Puan was one of the films that raised the greatest expectations at the last San Sebastián festival. The Argentine couple formed by María Alché and Benjamín Naishtat won the award for best script, and its protagonist, Marcelo Subiotto, won the award for best performance for this dramatic comedy that is an ode to the public university and philosophy, in particular. . Subiotto plays Marcelo Pena, a middle-aged philosophy professor whose professor and mentor dies unexpectedly. He believes that he will inherit his position, but suddenly Rafael Sujarchuk (Leonardo Sbaraglia), a brilliant colleague who works in Germany, appears to apply for the position.

The character of Sbaraglia is popular and attractive, he speaks German, has an actress girlfriend, claims the joy of Spinoza for a better social coexistence and represents modernity in the face of the tradition to which Pena is anchored, who is going through a personal crisis and sees himself forced to give philosophy classes at home to an octogenarian lady to make ends meet, a portrait of the job insecurity to which public education in the country is doomed. He also does neighborhood philosophy: “Philosophy is an attitude of life and has to do with asking questions that challenge and bother,” he tells his students. But, as the widow of his mentor tells him, he is tied to the faculty and needs to find his own voice.

Puan, which refers to the street where the Faculty of Philosophy and Letters of the Argentine capital is located, was filmed with the collaboration of many students from the university and is the first comedy by the filmmakers, a genre that serves as a political weapon to denounce the crisis anticipated by the film, released shortly before the elections that gave power to the far-right Javier Milei.

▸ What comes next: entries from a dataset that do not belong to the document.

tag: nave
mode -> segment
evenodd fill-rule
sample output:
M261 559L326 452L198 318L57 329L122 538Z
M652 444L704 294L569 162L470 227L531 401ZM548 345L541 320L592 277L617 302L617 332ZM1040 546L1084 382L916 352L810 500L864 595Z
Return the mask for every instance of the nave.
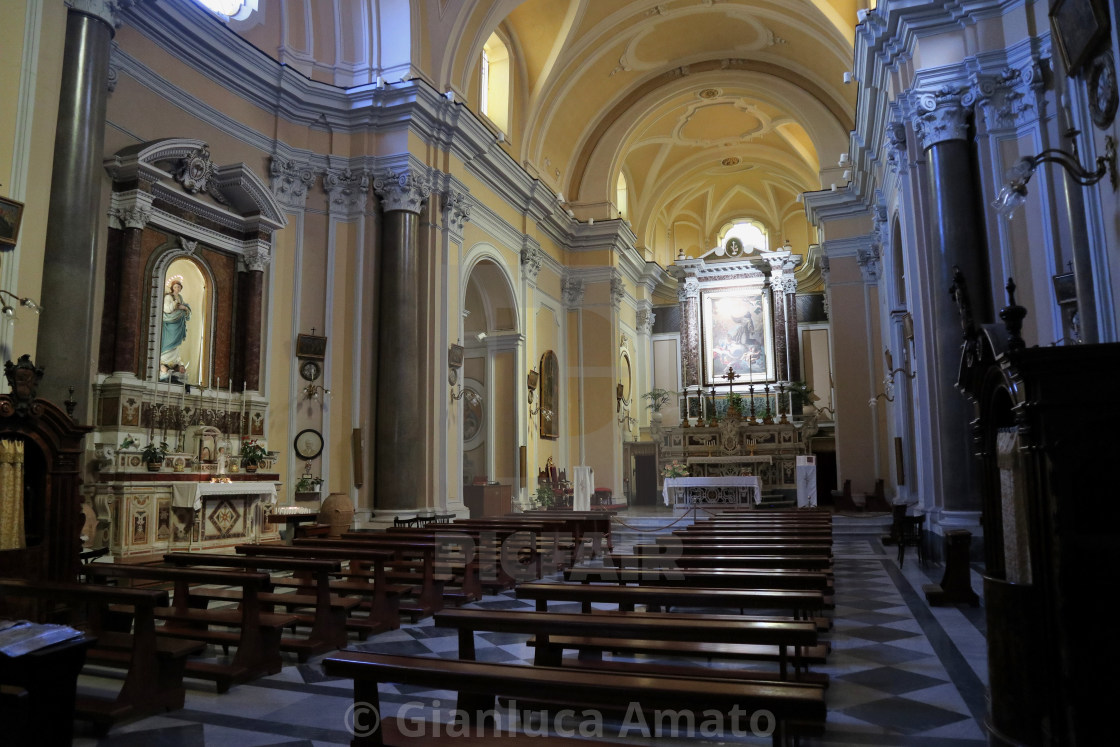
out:
M625 517L642 526L664 525L664 514ZM832 653L813 671L830 675L827 690L828 720L822 738L806 745L885 745L915 747L965 747L986 744L982 720L987 685L987 650L983 607L930 607L922 595L924 583L941 580L943 568L922 568L908 551L903 568L896 550L884 548L880 525L870 530L864 519L836 517L832 629L823 639ZM616 552L628 550L634 535L618 532ZM972 588L982 585L976 570ZM982 604L982 603L981 603ZM532 609L533 603L514 598L513 591L486 596L467 605L485 609ZM578 610L578 605L553 603L550 611ZM532 663L528 636L480 633L477 659L486 662ZM418 624L372 636L351 648L374 653L455 657L454 631L439 629L427 618ZM184 709L165 716L115 727L102 739L82 737L81 747L206 747L236 745L347 745L347 709L353 684L323 674L316 657L305 664L286 659L283 671L215 694L208 683L188 680ZM83 675L80 688L97 681ZM386 716L407 709L410 718L431 720L437 709L454 708L454 693L382 685L381 703ZM685 739L643 739L631 731L622 744L684 744ZM604 735L603 741L609 741ZM699 741L699 740L694 740ZM709 740L704 740L709 741ZM710 744L710 743L709 743ZM727 744L769 744L747 739Z

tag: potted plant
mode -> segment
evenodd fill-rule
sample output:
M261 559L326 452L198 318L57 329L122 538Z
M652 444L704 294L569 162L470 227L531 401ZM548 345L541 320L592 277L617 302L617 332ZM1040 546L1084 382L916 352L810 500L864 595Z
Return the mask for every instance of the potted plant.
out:
M148 471L158 473L164 466L164 458L167 456L167 441L149 443L140 449L140 458L148 465Z
M663 417L661 408L665 407L671 399L676 396L676 392L670 392L668 389L651 389L642 396L645 398L646 407L652 411L650 413L650 423L660 426Z
M541 508L551 508L557 503L557 494L549 485L538 485L534 499Z
M241 466L246 473L254 473L262 461L269 458L268 449L256 442L256 439L245 439L241 442Z

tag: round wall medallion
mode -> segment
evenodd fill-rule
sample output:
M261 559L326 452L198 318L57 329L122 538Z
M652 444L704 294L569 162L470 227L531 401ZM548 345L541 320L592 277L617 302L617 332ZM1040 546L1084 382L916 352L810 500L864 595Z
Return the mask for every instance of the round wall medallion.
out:
M1117 74L1112 55L1096 57L1089 67L1089 115L1093 124L1107 130L1117 115Z
M316 361L304 361L299 364L299 375L307 381L315 381L323 375L323 367Z
M314 428L301 430L296 433L292 446L296 448L296 456L300 459L314 459L323 454L323 433Z

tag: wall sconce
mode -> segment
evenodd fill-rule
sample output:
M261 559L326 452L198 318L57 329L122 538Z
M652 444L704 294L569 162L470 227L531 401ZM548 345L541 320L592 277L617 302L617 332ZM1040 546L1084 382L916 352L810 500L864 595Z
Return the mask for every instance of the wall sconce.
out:
M485 333L479 333L485 336ZM482 400L478 395L466 386L460 385L459 391L455 391L455 384L459 381L459 368L463 367L463 346L452 344L447 348L447 382L451 385L451 401L466 398L472 407L477 405Z
M535 417L540 414L545 420L552 420L552 411L548 408L542 408L540 405L533 407L533 393L536 391L538 384L541 383L541 373L533 368L529 370L529 375L525 376L525 385L529 387L529 417Z
M15 324L18 320L18 317L16 316L16 309L12 308L12 304L9 301L18 304L19 306L22 306L24 308L35 314L38 314L39 311L43 310L43 307L36 304L30 298L20 298L16 293L0 288L0 317L2 317L3 320L8 321L9 324Z
M996 199L991 204L996 208L996 212L1005 216L1008 221L1011 220L1019 205L1026 202L1027 183L1035 175L1039 164L1057 164L1083 187L1093 186L1108 174L1112 189L1117 188L1117 143L1112 139L1112 136L1104 138L1104 155L1096 157L1095 171L1084 168L1077 161L1075 155L1056 148L1048 148L1037 156L1028 156L1019 159L1018 164L1008 169L1006 175L1007 181L1000 187L999 194L996 195Z
M913 373L913 372L909 371L909 355L908 354L904 353L904 362L903 362L904 365L899 366L898 368L895 368L895 358L890 354L890 348L886 348L886 349L883 351L883 360L887 364L886 373L883 375L883 392L879 393L879 394L876 394L870 400L868 400L867 405L870 407L870 408L874 408L875 403L878 400L880 400L880 399L886 400L887 402L894 402L895 401L895 374L896 373L905 374L906 376L909 376L911 379L914 379L915 376L917 376L916 373Z
M307 386L304 387L304 399L305 400L317 400L317 399L319 399L319 394L320 393L325 394L326 396L330 396L330 390L329 389L327 389L326 386L321 386L319 384L316 384L315 382L310 382L310 383L308 383Z

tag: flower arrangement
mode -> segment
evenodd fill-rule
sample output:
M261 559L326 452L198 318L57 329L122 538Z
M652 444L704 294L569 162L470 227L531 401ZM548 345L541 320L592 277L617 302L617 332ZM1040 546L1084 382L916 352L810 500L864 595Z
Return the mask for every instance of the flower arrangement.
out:
M661 412L661 408L665 407L674 394L675 392L670 392L668 389L651 389L642 396L648 400L646 407L654 412Z
M144 460L144 464L162 464L164 457L167 456L167 441L160 441L159 443L149 443L148 446L140 449L140 458Z
M256 439L246 438L241 442L241 464L255 467L269 458L269 451Z
M668 464L661 468L662 477L688 477L689 466L682 465L676 459L673 459L672 464Z

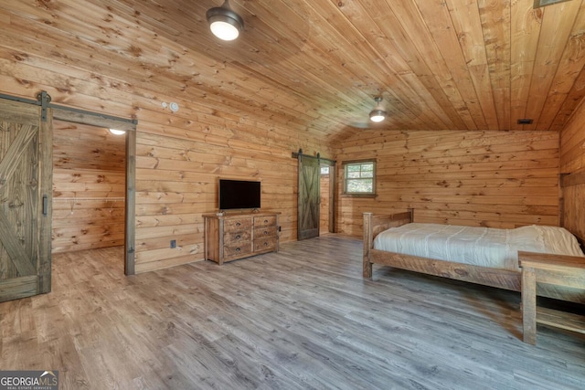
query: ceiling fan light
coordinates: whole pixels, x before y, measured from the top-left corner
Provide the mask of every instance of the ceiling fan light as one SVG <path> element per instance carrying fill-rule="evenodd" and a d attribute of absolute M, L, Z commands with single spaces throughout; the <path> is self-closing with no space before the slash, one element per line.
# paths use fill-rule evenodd
<path fill-rule="evenodd" d="M 221 6 L 209 8 L 206 14 L 209 29 L 221 40 L 234 40 L 244 28 L 244 20 L 229 8 L 228 0 Z"/>
<path fill-rule="evenodd" d="M 372 110 L 369 113 L 369 120 L 375 122 L 382 121 L 386 119 L 386 111 L 384 110 Z"/>
<path fill-rule="evenodd" d="M 118 129 L 110 129 L 110 132 L 112 132 L 114 135 L 122 135 L 122 134 L 125 134 L 126 132 L 123 130 L 118 130 Z"/>

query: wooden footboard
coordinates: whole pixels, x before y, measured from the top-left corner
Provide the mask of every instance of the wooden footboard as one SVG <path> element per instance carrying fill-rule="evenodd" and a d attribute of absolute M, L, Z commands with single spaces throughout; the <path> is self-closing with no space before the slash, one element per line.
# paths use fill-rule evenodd
<path fill-rule="evenodd" d="M 520 291 L 521 273 L 518 269 L 497 269 L 452 261 L 435 260 L 373 248 L 374 238 L 382 231 L 412 222 L 412 211 L 394 215 L 375 216 L 364 213 L 364 278 L 372 277 L 372 265 L 380 264 L 414 272 L 434 275 L 484 286 Z M 524 255 L 523 255 L 524 256 Z M 554 256 L 554 255 L 549 255 Z M 537 295 L 573 302 L 585 302 L 585 292 L 568 287 L 559 288 L 538 283 Z"/>
<path fill-rule="evenodd" d="M 378 216 L 374 216 L 374 213 L 364 213 L 364 278 L 372 277 L 370 251 L 374 247 L 374 237 L 386 229 L 410 224 L 413 220 L 412 209 L 404 213 Z"/>

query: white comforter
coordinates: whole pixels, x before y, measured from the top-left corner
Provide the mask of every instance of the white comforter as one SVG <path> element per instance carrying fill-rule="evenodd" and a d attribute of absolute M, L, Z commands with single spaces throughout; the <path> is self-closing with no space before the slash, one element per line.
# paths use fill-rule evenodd
<path fill-rule="evenodd" d="M 518 269 L 518 250 L 585 256 L 568 230 L 536 225 L 498 229 L 412 223 L 378 234 L 374 248 L 514 270 Z"/>

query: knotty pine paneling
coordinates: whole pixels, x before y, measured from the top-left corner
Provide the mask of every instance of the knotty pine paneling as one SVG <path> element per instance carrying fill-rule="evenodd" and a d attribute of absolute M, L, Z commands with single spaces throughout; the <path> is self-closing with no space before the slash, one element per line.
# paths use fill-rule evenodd
<path fill-rule="evenodd" d="M 569 176 L 571 185 L 562 189 L 563 227 L 585 241 L 585 105 L 582 103 L 560 132 L 560 172 Z"/>
<path fill-rule="evenodd" d="M 165 38 L 133 16 L 113 15 L 120 4 L 109 5 L 112 8 L 68 1 L 58 5 L 58 17 L 52 3 L 13 2 L 14 12 L 0 6 L 5 22 L 0 29 L 0 93 L 35 99 L 47 90 L 56 104 L 137 120 L 136 272 L 203 259 L 200 216 L 218 208 L 218 177 L 260 180 L 262 208 L 282 213 L 282 242 L 296 239 L 297 163 L 291 153 L 302 148 L 333 157 L 322 141 L 328 129 L 307 126 L 318 114 L 266 80 L 249 80 L 246 71 L 229 62 Z M 179 104 L 177 112 L 163 107 L 170 101 Z M 77 145 L 70 140 L 56 149 L 56 192 L 68 196 L 97 191 L 97 171 L 79 187 L 59 172 L 69 163 L 68 153 L 86 155 Z M 112 154 L 112 160 L 122 156 Z M 88 163 L 88 169 L 97 169 L 94 160 Z M 54 219 L 64 223 L 79 204 L 58 197 Z M 117 206 L 94 204 L 86 213 L 122 216 Z M 59 223 L 54 227 L 64 229 Z M 91 228 L 84 236 L 109 235 L 122 242 L 119 233 Z M 54 241 L 57 250 L 72 243 L 71 237 L 60 239 Z M 170 248 L 171 239 L 176 248 Z"/>
<path fill-rule="evenodd" d="M 329 174 L 322 174 L 319 183 L 319 235 L 324 235 L 329 233 Z"/>
<path fill-rule="evenodd" d="M 338 164 L 377 160 L 377 197 L 339 198 L 343 233 L 360 236 L 364 212 L 405 208 L 417 222 L 558 224 L 557 132 L 365 131 L 340 146 Z"/>
<path fill-rule="evenodd" d="M 53 253 L 124 243 L 125 137 L 53 121 Z"/>

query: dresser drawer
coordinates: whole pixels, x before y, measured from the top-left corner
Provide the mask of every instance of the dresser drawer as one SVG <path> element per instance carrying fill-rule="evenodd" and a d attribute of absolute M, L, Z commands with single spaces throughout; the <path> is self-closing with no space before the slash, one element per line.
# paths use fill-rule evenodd
<path fill-rule="evenodd" d="M 254 229 L 254 239 L 262 239 L 263 237 L 275 237 L 276 227 L 256 227 Z"/>
<path fill-rule="evenodd" d="M 254 240 L 254 252 L 274 250 L 276 248 L 276 237 L 259 238 Z"/>
<path fill-rule="evenodd" d="M 234 245 L 224 245 L 223 256 L 231 258 L 232 256 L 242 256 L 252 252 L 252 243 L 250 241 L 242 241 Z"/>
<path fill-rule="evenodd" d="M 276 226 L 276 216 L 254 216 L 254 227 L 275 227 L 275 226 Z"/>
<path fill-rule="evenodd" d="M 239 245 L 243 241 L 251 239 L 251 232 L 250 229 L 239 232 L 226 232 L 223 235 L 223 245 Z"/>
<path fill-rule="evenodd" d="M 223 221 L 223 230 L 225 233 L 239 230 L 249 230 L 251 227 L 252 218 L 234 218 Z"/>

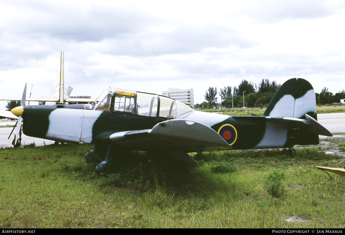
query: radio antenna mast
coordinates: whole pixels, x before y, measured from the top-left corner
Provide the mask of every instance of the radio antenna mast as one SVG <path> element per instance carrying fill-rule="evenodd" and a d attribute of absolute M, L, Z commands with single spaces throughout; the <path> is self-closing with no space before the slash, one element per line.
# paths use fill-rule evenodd
<path fill-rule="evenodd" d="M 116 76 L 116 74 L 117 73 L 118 70 L 118 69 L 116 70 L 116 72 L 115 73 L 115 75 L 114 75 L 114 78 L 112 79 L 112 81 L 111 81 L 111 83 L 110 84 L 110 86 L 109 87 L 109 88 L 111 87 L 111 84 L 112 84 L 112 82 L 114 81 L 114 78 L 115 78 L 115 76 Z"/>

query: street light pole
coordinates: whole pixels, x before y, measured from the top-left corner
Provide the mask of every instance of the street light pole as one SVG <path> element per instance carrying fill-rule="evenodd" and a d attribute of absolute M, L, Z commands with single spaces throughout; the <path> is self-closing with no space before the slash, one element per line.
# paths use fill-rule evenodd
<path fill-rule="evenodd" d="M 243 91 L 243 108 L 244 108 L 244 92 L 246 91 Z"/>

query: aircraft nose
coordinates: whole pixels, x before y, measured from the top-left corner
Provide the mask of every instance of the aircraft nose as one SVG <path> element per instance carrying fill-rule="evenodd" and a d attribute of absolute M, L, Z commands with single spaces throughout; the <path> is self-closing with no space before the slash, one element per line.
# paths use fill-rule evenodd
<path fill-rule="evenodd" d="M 17 117 L 19 117 L 19 116 L 21 116 L 23 114 L 23 106 L 20 106 L 12 109 L 11 111 Z"/>

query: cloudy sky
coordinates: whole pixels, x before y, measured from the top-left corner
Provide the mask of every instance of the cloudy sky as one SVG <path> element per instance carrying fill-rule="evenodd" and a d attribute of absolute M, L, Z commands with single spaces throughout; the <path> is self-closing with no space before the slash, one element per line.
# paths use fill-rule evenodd
<path fill-rule="evenodd" d="M 110 85 L 161 94 L 243 79 L 308 80 L 345 89 L 345 1 L 0 2 L 0 97 L 49 96 L 60 76 L 72 96 Z M 0 106 L 3 105 L 0 103 Z M 4 108 L 0 108 L 1 109 Z"/>

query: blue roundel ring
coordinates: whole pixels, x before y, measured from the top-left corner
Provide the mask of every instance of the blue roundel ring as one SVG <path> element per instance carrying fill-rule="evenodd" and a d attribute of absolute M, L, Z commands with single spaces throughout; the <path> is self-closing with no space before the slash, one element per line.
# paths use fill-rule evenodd
<path fill-rule="evenodd" d="M 234 144 L 237 139 L 236 128 L 229 124 L 225 124 L 220 127 L 218 134 L 230 145 Z"/>

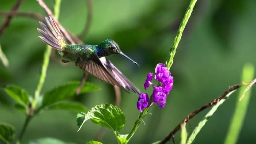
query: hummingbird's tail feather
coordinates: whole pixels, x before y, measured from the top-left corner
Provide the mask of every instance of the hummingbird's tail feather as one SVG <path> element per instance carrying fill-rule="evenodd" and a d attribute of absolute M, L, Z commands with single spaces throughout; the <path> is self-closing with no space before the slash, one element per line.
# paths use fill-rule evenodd
<path fill-rule="evenodd" d="M 42 22 L 39 22 L 44 31 L 37 29 L 37 30 L 43 36 L 38 36 L 38 37 L 54 49 L 63 50 L 67 45 L 65 38 L 52 18 L 50 16 L 49 18 L 50 19 L 45 17 L 45 21 L 48 27 Z"/>

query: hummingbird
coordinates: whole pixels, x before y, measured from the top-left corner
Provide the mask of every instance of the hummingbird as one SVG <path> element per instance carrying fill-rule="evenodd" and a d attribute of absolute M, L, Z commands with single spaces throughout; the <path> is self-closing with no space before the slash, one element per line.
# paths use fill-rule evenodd
<path fill-rule="evenodd" d="M 106 56 L 118 54 L 123 56 L 139 66 L 120 50 L 117 43 L 112 39 L 106 39 L 98 45 L 68 43 L 53 19 L 46 17 L 47 26 L 41 22 L 39 23 L 44 30 L 37 30 L 43 36 L 38 37 L 47 44 L 58 50 L 64 63 L 75 64 L 86 72 L 107 83 L 117 86 L 127 92 L 140 94 L 133 84 Z"/>

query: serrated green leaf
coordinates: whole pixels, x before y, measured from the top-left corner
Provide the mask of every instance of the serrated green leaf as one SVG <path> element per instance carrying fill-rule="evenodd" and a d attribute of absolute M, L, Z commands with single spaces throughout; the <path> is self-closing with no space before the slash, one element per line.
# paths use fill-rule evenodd
<path fill-rule="evenodd" d="M 102 144 L 102 143 L 99 141 L 92 140 L 86 143 L 86 144 Z"/>
<path fill-rule="evenodd" d="M 60 140 L 51 137 L 45 137 L 30 141 L 29 144 L 74 144 L 73 143 L 66 143 Z"/>
<path fill-rule="evenodd" d="M 117 136 L 117 139 L 119 141 L 119 143 L 121 144 L 127 144 L 129 141 L 126 139 L 128 134 L 119 134 Z"/>
<path fill-rule="evenodd" d="M 79 131 L 84 122 L 89 119 L 97 125 L 109 128 L 116 135 L 125 123 L 124 113 L 120 109 L 112 105 L 102 104 L 97 105 L 87 114 L 81 113 L 76 117 Z"/>
<path fill-rule="evenodd" d="M 16 130 L 10 124 L 0 123 L 0 139 L 7 144 L 12 143 L 15 137 Z"/>
<path fill-rule="evenodd" d="M 157 141 L 155 142 L 155 143 L 152 143 L 152 144 L 160 144 L 161 143 L 161 141 Z"/>
<path fill-rule="evenodd" d="M 20 105 L 19 103 L 16 103 L 14 105 L 14 107 L 16 110 L 21 111 L 25 115 L 27 114 L 27 107 L 25 107 L 23 105 Z"/>
<path fill-rule="evenodd" d="M 74 95 L 80 83 L 79 82 L 69 82 L 46 92 L 44 96 L 43 106 L 51 105 L 72 97 Z M 99 89 L 99 88 L 98 87 L 87 82 L 81 89 L 80 93 L 82 94 Z"/>
<path fill-rule="evenodd" d="M 25 89 L 17 86 L 10 85 L 5 87 L 4 91 L 19 103 L 26 106 L 28 105 L 29 96 Z"/>
<path fill-rule="evenodd" d="M 87 108 L 82 103 L 72 101 L 64 101 L 55 103 L 48 107 L 46 109 L 65 110 L 75 112 L 82 111 L 84 113 L 88 111 Z"/>

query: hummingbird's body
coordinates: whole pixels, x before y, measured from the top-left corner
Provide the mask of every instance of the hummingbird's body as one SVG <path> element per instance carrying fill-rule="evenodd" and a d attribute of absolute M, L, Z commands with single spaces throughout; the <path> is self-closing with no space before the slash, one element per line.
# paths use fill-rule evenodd
<path fill-rule="evenodd" d="M 48 27 L 39 22 L 44 31 L 37 29 L 44 36 L 39 37 L 46 43 L 58 50 L 63 58 L 63 62 L 74 62 L 76 66 L 96 78 L 121 87 L 127 91 L 140 94 L 132 83 L 105 57 L 113 54 L 119 54 L 139 65 L 121 51 L 115 42 L 108 39 L 98 45 L 69 45 L 66 42 L 53 19 L 50 17 L 50 19 L 45 18 L 45 20 Z"/>

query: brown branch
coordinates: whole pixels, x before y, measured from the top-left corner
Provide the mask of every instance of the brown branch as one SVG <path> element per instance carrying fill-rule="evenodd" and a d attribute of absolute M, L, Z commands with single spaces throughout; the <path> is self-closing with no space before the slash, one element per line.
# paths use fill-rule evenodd
<path fill-rule="evenodd" d="M 15 12 L 15 11 L 17 11 L 18 8 L 19 8 L 19 7 L 20 5 L 20 4 L 22 2 L 22 0 L 18 0 L 17 3 L 14 5 L 12 8 L 11 11 L 8 14 L 8 16 L 5 19 L 5 20 L 4 20 L 3 23 L 3 24 L 2 24 L 1 28 L 0 28 L 0 36 L 2 35 L 4 29 L 8 26 L 8 24 L 9 24 L 9 23 L 10 23 L 12 19 L 13 14 Z"/>
<path fill-rule="evenodd" d="M 8 16 L 10 12 L 0 12 L 0 16 Z M 36 13 L 27 12 L 19 12 L 15 11 L 12 13 L 13 16 L 22 16 L 35 19 L 41 22 L 45 21 L 44 16 L 42 15 Z"/>
<path fill-rule="evenodd" d="M 172 139 L 174 143 L 174 135 L 175 133 L 178 132 L 180 129 L 180 125 L 181 124 L 186 124 L 187 122 L 189 121 L 191 118 L 192 118 L 194 116 L 197 114 L 199 112 L 202 111 L 203 110 L 207 108 L 208 107 L 210 107 L 213 105 L 217 103 L 218 102 L 221 100 L 223 98 L 225 98 L 226 96 L 230 92 L 232 91 L 237 89 L 239 88 L 241 86 L 241 84 L 238 84 L 233 86 L 229 88 L 226 91 L 225 91 L 222 95 L 219 96 L 218 98 L 216 99 L 214 99 L 213 101 L 211 101 L 208 103 L 203 106 L 200 108 L 193 112 L 191 113 L 189 115 L 188 115 L 188 116 L 185 118 L 184 120 L 183 120 L 177 126 L 175 127 L 175 128 L 170 133 L 169 135 L 168 135 L 161 142 L 161 144 L 165 144 L 167 141 L 169 141 L 171 139 Z"/>
<path fill-rule="evenodd" d="M 85 23 L 83 30 L 79 35 L 80 38 L 83 39 L 88 34 L 89 30 L 91 27 L 93 19 L 93 1 L 92 0 L 86 0 L 87 4 L 87 18 Z"/>
<path fill-rule="evenodd" d="M 60 30 L 62 31 L 62 32 L 64 34 L 67 38 L 68 40 L 68 41 L 70 42 L 72 44 L 75 44 L 75 42 L 74 40 L 72 39 L 71 37 L 69 34 L 65 30 L 65 29 L 61 25 L 61 24 L 59 22 L 59 20 L 56 19 L 54 17 L 52 12 L 47 7 L 47 6 L 45 4 L 45 3 L 44 1 L 43 0 L 37 0 L 37 2 L 40 5 L 45 11 L 47 13 L 48 15 L 50 16 L 54 20 L 55 22 L 58 25 L 59 27 L 60 27 Z"/>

The film is a portrait of university life, of the conflicts that fall like a stone in the classrooms and of the solidarity that is generated. Puan alludes to the dissemination of ideas that invite reflection, to the power of sharing thoughts that travel from the classroom to the street. And above all, the power of laughter. Because with humor and dialogues as stimulating as those distilled in this story, the implicit denunciation has a stronger impact.